Ghosn Kabur Setelah Tak Diawasi 'Mata-mata' Nissan

IN
Oleh inilahcom
Minggu 05 Januari 2020
share
 

INILAHCOM, Tokyo - Mantan bos Nissan Carlos Ghosn meninggalkan rumahnya di Tokyo setelah perusahaan keamanan swasta yang disewa Nissan Motor Co berhenti mengawasinya, demikian menurut tiga orang sumber kepada Reuters.

Nissan menyewa jasa keamanan swasta untuk mengawasi Ghosn yang dibebaskan dengan jaminan oleh pengadilan Tokyo.

Tiga orang narasumber menyatakan petugas keamanan swasta memata-matai Ghosn untuk memeriksa apakah dia bertemu dengan orang yang terlibat dalam kasus itu.

Namun, pengacara Ghosn memperingatkan perusahaan keamanan untuk berhenti mengawasinya karena itu akan melanggar HAM.

Ghosn berencana untuk mengajukan pengaduan atas perusahaan itu, kata sumber tersebut.

Perusahaan keamanan menghentikan pengawasannya pada 29 Desember 2019, kata sumber itu.

Salah satu pengacara Ghosn, Junichiro Hironaka, mengatakan kepada wartawan pada November bahwa mereka sedang mempertimbangkan langkah-langkah untuk mencegah orang membuntuti Ghosn.

Perwakilan Nissan menolak memberikan komentar kepada Reuters.

Ghosn menjadi buronan internasional setelah ia mengumumkan pada Selasa (31/12/2019) telah pindah ke Lebanon. Dia menyebut kepulangannya ke Lebanon adalah demi melepaskan diri dari 'peradilan yang curang' di Jepang.

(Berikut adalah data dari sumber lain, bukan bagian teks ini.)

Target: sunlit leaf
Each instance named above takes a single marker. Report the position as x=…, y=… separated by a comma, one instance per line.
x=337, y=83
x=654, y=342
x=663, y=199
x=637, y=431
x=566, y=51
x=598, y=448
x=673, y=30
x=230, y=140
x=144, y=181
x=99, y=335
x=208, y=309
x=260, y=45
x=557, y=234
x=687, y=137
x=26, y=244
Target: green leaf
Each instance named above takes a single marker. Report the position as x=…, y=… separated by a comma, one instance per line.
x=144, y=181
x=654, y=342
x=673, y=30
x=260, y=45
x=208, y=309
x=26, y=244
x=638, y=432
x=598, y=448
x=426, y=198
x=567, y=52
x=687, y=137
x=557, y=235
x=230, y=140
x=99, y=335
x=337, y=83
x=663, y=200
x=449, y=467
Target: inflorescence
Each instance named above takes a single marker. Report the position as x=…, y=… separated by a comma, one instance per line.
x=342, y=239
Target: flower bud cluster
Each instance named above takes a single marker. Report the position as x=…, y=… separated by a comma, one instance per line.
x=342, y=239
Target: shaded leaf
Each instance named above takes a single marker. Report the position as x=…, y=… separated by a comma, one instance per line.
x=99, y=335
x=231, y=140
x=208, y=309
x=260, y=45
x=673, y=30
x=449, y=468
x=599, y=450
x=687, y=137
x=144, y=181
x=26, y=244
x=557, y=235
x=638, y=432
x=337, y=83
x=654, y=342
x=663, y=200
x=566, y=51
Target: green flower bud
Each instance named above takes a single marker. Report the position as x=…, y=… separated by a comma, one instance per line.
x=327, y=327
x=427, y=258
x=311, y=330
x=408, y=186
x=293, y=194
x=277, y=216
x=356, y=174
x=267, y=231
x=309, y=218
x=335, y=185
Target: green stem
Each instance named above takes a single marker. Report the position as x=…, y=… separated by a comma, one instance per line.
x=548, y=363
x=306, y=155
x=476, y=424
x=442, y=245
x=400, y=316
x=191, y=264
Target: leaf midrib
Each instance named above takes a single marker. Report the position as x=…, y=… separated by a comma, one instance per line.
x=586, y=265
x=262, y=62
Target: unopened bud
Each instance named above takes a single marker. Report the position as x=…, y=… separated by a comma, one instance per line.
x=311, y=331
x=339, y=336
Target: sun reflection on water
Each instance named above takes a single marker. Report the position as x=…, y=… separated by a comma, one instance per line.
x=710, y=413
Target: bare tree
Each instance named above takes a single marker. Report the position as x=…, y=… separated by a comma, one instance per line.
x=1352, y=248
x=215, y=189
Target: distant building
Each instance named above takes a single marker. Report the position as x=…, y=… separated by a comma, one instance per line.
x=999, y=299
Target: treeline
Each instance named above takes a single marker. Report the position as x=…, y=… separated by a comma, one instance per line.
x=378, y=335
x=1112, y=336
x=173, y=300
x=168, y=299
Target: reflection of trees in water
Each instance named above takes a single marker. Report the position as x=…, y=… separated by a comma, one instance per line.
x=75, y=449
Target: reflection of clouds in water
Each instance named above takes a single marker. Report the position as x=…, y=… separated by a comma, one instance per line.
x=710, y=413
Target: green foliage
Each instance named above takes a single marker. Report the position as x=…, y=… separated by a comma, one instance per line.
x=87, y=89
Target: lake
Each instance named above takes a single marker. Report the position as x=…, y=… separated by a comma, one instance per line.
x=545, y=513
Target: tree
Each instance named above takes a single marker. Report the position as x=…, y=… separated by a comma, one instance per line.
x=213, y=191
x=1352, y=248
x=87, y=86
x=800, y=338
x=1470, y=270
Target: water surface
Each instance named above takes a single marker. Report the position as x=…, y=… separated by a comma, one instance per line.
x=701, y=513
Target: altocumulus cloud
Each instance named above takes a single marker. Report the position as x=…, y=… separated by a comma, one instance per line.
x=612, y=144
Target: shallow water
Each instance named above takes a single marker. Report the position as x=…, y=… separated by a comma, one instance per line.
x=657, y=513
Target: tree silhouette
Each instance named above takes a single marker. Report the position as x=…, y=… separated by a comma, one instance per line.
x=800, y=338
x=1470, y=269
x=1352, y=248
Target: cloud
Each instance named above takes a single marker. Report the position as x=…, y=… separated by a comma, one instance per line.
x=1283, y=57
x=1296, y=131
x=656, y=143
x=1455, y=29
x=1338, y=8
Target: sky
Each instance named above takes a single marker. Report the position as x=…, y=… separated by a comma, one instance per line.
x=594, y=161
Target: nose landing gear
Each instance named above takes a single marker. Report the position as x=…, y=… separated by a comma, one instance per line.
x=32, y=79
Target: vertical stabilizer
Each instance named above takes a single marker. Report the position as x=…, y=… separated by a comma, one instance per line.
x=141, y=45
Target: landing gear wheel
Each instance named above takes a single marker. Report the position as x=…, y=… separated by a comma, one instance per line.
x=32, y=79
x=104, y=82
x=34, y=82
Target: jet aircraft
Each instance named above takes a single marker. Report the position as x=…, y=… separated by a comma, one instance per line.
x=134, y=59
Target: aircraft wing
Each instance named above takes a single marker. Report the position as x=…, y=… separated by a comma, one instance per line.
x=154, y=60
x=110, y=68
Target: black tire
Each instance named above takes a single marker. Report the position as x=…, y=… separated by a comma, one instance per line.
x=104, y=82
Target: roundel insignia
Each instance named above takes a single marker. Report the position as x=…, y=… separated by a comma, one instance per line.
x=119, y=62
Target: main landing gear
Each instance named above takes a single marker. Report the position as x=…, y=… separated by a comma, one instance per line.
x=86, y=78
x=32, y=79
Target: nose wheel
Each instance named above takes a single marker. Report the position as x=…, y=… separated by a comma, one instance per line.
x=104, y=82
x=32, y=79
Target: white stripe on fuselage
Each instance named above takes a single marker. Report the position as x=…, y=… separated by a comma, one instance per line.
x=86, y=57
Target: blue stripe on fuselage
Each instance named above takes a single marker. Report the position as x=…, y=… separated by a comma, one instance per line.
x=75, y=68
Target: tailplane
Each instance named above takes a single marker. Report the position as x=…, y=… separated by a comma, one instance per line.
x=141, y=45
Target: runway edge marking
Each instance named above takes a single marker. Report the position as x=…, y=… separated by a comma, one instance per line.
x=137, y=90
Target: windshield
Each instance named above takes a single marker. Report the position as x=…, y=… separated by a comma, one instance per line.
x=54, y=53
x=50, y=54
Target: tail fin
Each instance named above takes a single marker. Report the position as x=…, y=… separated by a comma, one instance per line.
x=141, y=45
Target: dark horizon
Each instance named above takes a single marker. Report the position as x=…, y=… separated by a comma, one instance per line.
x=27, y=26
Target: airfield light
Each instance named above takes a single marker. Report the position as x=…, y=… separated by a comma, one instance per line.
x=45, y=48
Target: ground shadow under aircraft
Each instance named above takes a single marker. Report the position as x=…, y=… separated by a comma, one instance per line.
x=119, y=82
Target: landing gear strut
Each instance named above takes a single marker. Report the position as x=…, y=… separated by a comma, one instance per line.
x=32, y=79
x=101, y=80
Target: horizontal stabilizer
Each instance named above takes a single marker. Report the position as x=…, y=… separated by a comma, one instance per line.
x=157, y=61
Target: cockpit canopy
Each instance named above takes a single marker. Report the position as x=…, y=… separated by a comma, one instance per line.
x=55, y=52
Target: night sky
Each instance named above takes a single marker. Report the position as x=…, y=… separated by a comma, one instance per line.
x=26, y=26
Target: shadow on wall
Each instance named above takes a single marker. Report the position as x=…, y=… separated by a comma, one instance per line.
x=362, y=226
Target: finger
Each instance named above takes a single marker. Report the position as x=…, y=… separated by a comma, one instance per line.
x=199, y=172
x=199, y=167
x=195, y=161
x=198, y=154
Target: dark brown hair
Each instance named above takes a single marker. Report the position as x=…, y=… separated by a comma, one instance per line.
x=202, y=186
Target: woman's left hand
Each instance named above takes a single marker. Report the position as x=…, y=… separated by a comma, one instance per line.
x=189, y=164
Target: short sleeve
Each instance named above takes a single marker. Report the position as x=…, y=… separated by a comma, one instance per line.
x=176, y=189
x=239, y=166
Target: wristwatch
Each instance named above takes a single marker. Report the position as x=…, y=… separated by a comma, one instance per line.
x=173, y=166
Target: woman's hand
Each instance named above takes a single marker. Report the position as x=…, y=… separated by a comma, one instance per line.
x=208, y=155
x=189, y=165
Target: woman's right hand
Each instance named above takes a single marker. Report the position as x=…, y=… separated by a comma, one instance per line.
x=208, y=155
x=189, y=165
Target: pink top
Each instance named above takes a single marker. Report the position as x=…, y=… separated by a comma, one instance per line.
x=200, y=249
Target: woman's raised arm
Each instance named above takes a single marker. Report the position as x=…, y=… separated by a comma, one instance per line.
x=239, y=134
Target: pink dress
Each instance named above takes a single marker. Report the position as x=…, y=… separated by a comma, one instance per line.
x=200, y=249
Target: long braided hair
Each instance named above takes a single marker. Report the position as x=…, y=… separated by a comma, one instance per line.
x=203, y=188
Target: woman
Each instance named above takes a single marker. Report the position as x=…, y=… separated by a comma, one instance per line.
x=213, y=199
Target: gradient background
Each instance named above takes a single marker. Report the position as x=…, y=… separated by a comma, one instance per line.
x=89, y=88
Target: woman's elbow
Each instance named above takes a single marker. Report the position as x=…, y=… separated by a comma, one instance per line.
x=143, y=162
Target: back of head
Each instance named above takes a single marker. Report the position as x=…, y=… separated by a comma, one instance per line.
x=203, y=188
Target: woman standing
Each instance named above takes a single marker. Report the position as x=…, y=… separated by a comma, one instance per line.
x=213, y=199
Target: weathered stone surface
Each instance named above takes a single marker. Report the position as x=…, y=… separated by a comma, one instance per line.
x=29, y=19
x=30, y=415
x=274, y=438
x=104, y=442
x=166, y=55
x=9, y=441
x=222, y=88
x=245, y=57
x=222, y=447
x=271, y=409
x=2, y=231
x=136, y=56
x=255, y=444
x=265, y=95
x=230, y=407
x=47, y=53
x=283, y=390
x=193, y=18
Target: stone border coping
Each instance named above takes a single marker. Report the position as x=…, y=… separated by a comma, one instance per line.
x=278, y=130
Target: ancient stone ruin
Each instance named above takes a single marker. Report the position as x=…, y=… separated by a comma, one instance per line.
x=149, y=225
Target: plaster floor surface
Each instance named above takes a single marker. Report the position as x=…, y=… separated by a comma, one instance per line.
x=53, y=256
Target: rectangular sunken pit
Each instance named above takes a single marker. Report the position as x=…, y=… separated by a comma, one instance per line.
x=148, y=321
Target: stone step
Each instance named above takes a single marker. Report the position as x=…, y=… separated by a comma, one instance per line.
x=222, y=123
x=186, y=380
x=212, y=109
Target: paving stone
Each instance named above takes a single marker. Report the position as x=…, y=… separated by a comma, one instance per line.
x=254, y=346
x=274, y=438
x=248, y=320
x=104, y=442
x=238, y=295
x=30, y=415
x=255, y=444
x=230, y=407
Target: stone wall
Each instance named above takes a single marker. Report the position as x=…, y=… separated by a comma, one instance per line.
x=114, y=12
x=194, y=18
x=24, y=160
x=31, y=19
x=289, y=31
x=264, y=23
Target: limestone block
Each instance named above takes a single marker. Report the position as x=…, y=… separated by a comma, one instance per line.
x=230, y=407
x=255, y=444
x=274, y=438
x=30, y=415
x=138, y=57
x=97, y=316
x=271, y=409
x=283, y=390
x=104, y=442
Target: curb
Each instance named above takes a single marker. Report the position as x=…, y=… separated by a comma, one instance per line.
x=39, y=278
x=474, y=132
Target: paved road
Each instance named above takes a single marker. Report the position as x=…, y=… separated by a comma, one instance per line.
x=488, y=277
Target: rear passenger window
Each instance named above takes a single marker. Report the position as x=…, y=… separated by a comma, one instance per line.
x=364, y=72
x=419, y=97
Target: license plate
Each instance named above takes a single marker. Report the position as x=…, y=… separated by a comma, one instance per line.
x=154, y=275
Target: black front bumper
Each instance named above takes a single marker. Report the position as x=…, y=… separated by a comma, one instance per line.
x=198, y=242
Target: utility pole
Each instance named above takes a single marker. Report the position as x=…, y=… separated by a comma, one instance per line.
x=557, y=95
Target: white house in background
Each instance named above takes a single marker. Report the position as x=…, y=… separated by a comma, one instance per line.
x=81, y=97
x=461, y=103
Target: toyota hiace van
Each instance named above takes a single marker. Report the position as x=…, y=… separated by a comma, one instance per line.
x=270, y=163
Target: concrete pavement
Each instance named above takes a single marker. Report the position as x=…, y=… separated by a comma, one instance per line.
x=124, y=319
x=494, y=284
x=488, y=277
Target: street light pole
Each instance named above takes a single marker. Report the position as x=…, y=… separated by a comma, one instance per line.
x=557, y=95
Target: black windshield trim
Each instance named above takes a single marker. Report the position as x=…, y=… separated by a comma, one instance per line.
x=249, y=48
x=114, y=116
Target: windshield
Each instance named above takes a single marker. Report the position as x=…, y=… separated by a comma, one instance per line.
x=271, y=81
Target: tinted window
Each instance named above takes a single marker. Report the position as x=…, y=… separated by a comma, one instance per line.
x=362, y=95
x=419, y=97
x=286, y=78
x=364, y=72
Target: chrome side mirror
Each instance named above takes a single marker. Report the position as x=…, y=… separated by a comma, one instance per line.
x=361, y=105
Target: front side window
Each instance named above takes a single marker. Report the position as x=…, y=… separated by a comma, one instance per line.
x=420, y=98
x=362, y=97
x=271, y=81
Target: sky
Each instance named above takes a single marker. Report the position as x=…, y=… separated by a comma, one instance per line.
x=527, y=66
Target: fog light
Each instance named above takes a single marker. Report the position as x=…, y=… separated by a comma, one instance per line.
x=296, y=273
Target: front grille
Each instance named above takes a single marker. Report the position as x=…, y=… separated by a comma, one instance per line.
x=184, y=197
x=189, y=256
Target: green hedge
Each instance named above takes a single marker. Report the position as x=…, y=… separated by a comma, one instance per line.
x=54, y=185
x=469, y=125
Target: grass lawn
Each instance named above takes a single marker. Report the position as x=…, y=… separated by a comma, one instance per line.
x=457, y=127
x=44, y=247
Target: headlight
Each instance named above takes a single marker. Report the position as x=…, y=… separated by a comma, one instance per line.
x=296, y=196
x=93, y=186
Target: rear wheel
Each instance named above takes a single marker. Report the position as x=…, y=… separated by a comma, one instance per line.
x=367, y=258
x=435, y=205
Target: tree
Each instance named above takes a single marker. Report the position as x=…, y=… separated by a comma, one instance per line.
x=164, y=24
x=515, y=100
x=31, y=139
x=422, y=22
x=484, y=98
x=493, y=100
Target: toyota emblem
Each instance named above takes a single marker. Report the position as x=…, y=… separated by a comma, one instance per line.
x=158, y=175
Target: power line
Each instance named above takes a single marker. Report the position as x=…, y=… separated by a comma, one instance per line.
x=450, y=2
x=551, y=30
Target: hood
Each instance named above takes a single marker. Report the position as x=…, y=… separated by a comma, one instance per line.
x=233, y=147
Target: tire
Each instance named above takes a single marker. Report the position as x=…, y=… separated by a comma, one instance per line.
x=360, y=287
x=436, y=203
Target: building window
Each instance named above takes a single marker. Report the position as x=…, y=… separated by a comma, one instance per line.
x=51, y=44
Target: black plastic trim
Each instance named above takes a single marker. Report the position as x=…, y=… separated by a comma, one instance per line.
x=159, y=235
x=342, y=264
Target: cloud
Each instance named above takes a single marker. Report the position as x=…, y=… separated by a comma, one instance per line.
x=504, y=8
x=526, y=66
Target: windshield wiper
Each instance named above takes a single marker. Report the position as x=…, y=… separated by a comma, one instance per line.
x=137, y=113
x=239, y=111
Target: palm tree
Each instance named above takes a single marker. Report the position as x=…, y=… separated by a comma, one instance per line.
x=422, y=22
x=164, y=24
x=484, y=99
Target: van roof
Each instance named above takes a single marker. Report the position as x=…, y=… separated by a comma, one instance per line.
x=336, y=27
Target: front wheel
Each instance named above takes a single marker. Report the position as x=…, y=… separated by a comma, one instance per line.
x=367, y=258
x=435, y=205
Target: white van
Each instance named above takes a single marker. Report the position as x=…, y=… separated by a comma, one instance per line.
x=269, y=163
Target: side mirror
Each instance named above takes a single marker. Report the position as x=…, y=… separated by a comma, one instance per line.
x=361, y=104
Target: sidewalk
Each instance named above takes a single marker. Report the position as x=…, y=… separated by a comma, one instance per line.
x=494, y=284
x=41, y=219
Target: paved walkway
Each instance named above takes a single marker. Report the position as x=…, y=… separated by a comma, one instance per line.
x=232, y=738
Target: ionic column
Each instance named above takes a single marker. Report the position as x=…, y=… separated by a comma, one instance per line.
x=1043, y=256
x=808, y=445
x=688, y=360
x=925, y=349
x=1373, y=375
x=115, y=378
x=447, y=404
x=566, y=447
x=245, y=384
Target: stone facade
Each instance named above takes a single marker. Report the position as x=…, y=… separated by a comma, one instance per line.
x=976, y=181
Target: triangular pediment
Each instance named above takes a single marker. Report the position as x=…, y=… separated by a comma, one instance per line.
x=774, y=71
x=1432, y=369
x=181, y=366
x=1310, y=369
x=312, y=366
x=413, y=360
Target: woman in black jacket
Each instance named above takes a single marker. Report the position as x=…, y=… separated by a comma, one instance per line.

Lebanon pada Kamis (2/4/2020) menerima surat perintah penangkapan Ghosn dari Interpol.

Kamera pengawas dekat rumah Ghosn di Tokyo menangkap gambar saat mantan bos Nissan itu meninggalkan kediamannya dan tidak kembali lagi ke rumah itu.

Media Jepang NHK, mengutip sumber terdekat dalam proses penyelidikan Ghosn, menyebutkan bahwa pria berusia 65 tahun itu tidak kembali lagi ke rumah setelah meninggalkan kediamannya pada Minggu siang (29/12/2019).

Ghosn diduga tiba di Istanbul, Turki, pada Senin (30/12/2019), kemudian langsung bertolak ke Beirut, Lebanon.